NASA's alien-hunting telescope once again enters sleep mode, scientists clueless


Kepler Space Telescope, NASA's promising alien hunter has suffered another unexpected malfunction, and it is now in its no fuel use sleep mode. In a statement, published on October 23 NASA has confirmed the malfunction of the Kepler telescope.

"Following a successful return of data from the last observation campaign, the Kepler team commanded the spacecraft into position to begin collecting data for its next campaign. On Friday, October 19, during a regularly scheduled spacecraft contact using NASA's Deep Space Network, the team learned that the spacecraft had transitioned to its no-fuel-use sleep mode. The Kepler team is currently assessing the cause and evaluating possible next steps," wrote NASA.

It should be noted that the Kepler Telescope had downloaded campaign 19 data back to the earth on October 15.

As Kepler telescope successfully downloaded campaign 19 data back to the earth, NASA revealed that the status of the alien hunter is being completely analyzed since the space agency woke it up on October 11.

Earlier, on August, following an unusual behavior of a thruster, NASA revealed that there are several uncertainties surrounding the amount of fuel in the telescope. Even though Kepler has faced several setbacks and sufferings during its deep space alien hunting, this telescope has been a success for NASA, as it helped the space agency to confirm more than 2650 planets.
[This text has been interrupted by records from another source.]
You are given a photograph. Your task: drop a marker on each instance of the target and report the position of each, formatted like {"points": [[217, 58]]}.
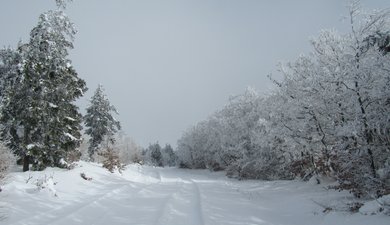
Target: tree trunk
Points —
{"points": [[26, 163]]}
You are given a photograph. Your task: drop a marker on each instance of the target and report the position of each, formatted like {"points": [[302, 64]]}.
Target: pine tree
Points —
{"points": [[41, 122], [100, 123]]}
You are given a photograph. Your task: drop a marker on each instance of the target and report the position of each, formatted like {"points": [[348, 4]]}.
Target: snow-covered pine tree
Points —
{"points": [[101, 124], [39, 112]]}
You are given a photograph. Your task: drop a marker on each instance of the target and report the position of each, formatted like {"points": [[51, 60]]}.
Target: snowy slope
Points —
{"points": [[168, 196]]}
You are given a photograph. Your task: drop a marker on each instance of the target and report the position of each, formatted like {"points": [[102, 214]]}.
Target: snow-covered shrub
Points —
{"points": [[111, 160], [6, 160], [354, 174], [44, 183]]}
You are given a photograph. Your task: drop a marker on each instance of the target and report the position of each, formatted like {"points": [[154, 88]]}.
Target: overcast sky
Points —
{"points": [[167, 64]]}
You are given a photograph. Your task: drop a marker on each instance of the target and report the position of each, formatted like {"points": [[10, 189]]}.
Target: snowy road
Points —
{"points": [[156, 196]]}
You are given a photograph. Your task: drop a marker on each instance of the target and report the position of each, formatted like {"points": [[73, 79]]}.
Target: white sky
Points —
{"points": [[168, 64]]}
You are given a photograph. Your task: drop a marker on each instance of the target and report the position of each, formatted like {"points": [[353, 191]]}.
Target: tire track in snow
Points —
{"points": [[197, 200], [163, 208]]}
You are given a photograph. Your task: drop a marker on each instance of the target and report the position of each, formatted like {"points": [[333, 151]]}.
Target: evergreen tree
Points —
{"points": [[100, 123], [40, 121]]}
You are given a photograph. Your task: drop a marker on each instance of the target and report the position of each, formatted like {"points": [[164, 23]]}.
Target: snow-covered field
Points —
{"points": [[168, 196]]}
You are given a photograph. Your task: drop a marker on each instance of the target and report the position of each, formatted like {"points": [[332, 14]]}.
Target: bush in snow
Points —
{"points": [[111, 160]]}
While launching Kepler telescope on March 07, 2009, NASA estimated that it could be operational for only one year in space. However, it successfully operated for nine years, and in this glorious career, Kepler made some milestone achievements including the discovery of Wolf 503b, an exoplanet which is twice the size of the earth.

On April 18, 2018, NASA launched the Transiting Exoplanet Survey Satellite (TESS) which will replace Kepler in upcoming alien hunting missions. In last September, TESS spotted HD 39091, an alien planet located 59.5 light years from the earth.